Significant hazard for iron or steel rusting in soil occurs when:

• pH in 1:5 soil:water is <3.6 or pH in 1:5 soil:CaCl₂ is <2.9;
• clay is >35%; or
• salinity is >0.8 dS/m ECe (USDA 1983).

When any of these conditions occur, "Rust" is recorded. Other significant soil conditions contributing to rust hazard include presence of sulfides and pyrite. These properties are not normally tested by labs due to there lack of X-Ray Diffraction (XRD) equipment .Where critical steel beams and girders are exposed to soil a XRD scan which quantifies all minerals is recommended. Site conditions such as fluctuating water tables, poor drainage and intersection of several different soil materials across any iron or steel structure also contribute to rusting.
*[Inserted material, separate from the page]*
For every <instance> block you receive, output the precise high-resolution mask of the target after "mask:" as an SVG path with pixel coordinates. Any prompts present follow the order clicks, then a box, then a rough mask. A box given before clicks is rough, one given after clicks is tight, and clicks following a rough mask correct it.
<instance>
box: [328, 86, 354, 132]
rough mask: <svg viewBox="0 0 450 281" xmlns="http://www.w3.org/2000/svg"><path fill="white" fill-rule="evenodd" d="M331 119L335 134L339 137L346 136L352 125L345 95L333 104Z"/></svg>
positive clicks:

Extra care must be taken to protect buried iron or steel where a rust hazard occurs.

Concrete Corrosion

Significant hazard for corrosion of concrete in soil occurs when:

• organic matter is >12% and clay is <10% and pH (1:5 soil:water) is <5.1, or pH (1:5 soil:CaCl₂) is <4.3;
• clay is <35% and pH (1:5 soil:water) is <4.6, or pH (1:5 soil:CaCl₂) is <3.9; or
• salinity (ECe) is >15.6 dS/m ).

Other significant soil conditions contributing to concrete corrosion include significant amounts of sodium and/or magnesium sulfates. These mineral properties of soil can only be detected by XRD.

Extra care must be taken to protect buried iron or steel where a rust hazard occurs.